Topic: "Currahee" (5)
The following was inspired by a news item shown this evening by CBS Evening News. Frodo expresses his gratitude for the opportunity to share some of this story.
Lieutenant William Brennan, of New Jersey, lost both his legs and slipped into an apparently irreversible coma while serving his country. For months on end the young man's steel-blue eyes seemed to penetrate nothingness, and only artifical support guaranteed respiration. In all candor, the medical staff at Walter Reed as well as the Lieutenant's Mom & Dad were concluding that his life had truly ended when that bomb exploded beneath him. That did not mean that anybody was ready to give up, but the inevitable decision seemed, truly, inevitable.
Since the Lieutenant served in the 101st Airborne, it was only logical that commanding officers, past and present, came by frequently to express their support. One of these, a certain David Petraeus, arrived in full uniform, with four stars on each of his shoulders. Despite the glitter, and the encouraging words spoken at the bedside, Petraeus prepared to leave that evening feeling that he would not again see his comrade-in-arms.
As Petraeus stepped away, something, perhaps deep in his own memory, made him stop and turn around. He walked back to Brennan's bedside and loudly vocalized an old Cherokee Indian word, "Currahee." Almost immediately, there was movement, as the young soldier began to thrash about. He was responding. It didn't take long for medical personnel and the Lieutenant's family to gather about his bed, as his body awoke from its' long nightmare.
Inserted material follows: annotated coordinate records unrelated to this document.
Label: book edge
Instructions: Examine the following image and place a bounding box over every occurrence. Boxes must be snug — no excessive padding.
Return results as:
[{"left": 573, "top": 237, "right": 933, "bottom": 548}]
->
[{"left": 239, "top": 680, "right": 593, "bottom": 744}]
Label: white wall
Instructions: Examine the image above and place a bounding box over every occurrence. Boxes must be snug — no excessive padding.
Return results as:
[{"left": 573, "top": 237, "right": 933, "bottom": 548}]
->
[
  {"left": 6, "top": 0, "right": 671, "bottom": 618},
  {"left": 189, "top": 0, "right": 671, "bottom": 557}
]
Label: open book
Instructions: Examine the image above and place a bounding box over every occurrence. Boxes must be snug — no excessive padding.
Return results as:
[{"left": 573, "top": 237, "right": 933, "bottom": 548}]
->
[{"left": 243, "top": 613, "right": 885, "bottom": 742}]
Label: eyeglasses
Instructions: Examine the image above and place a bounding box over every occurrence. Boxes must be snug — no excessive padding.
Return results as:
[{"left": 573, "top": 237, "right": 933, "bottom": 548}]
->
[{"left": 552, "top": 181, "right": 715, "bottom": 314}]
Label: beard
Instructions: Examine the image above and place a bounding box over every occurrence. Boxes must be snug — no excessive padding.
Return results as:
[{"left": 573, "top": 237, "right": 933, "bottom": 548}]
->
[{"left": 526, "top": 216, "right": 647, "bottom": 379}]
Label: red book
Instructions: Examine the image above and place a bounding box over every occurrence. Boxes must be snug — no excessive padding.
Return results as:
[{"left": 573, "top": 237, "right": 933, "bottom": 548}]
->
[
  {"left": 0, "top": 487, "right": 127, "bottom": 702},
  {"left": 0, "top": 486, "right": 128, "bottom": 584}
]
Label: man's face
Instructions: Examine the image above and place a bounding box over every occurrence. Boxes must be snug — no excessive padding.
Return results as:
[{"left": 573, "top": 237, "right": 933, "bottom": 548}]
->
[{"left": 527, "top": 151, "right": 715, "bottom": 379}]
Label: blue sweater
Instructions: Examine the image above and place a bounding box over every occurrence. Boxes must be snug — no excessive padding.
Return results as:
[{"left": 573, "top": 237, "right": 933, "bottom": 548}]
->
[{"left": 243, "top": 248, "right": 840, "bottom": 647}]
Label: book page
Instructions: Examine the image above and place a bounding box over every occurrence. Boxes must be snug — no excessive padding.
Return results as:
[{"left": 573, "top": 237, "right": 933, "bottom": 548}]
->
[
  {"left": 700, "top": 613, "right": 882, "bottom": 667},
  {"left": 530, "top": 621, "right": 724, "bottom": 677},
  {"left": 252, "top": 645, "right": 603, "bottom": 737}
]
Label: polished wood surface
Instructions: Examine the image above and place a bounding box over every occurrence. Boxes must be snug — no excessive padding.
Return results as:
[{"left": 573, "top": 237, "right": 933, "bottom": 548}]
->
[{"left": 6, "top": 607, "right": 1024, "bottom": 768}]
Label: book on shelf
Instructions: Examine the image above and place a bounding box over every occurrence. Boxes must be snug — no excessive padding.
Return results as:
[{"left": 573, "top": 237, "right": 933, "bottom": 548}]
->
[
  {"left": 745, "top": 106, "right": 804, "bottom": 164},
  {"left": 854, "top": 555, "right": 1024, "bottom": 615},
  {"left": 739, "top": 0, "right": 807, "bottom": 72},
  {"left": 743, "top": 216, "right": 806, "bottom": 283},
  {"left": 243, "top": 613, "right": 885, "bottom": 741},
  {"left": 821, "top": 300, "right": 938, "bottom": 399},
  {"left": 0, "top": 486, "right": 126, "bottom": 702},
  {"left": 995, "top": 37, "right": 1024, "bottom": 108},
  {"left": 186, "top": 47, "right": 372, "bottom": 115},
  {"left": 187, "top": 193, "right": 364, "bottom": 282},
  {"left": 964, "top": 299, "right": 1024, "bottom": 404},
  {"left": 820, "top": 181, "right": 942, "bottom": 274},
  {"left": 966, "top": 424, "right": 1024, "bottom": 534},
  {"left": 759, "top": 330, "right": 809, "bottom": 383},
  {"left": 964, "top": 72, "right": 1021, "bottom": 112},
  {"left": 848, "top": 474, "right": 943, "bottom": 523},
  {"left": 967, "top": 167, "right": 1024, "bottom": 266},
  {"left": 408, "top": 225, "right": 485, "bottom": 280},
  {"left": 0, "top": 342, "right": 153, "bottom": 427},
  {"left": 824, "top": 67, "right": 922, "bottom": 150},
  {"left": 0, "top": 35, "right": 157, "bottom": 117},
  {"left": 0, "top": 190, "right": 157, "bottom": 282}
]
Last week, almost a year later, Lieutenant William Brennan, 101st Airborne Division, US Army, was honored by his installation in the New Jersey State Hall of Fame. General David Petraeus introduced the soldier to the throng, as he made his own way, on his artificial legs, to the podium. At the urging of the General, the entire throng welcomed him with a long, and loud, "Currahee."
For the uninitiated, the 101st Airborne trains in Georgia, and a mountaintop, named Currahee, sits amid the obstacle courses and training facilities. Running to the top of Currahee, and back, perhaps repeatedly, is drill-punishment for all those who serve in the 101st Airborne. It is a word that each of them know, for it is the verbal bind between them, not unlike the "Semper Fi" of their brother Marines.
It was "Currahee" that stirred the unconscious of Lieutenant Brennan, and only one of his "Band of Brothers" would ever sense what it might mean to his comrade.
In the Cherokee language, "Currahee" means "To stand alone."
Frodo suddenly feels the need to step out under a star-filled sky, alone, and to count a few blessings.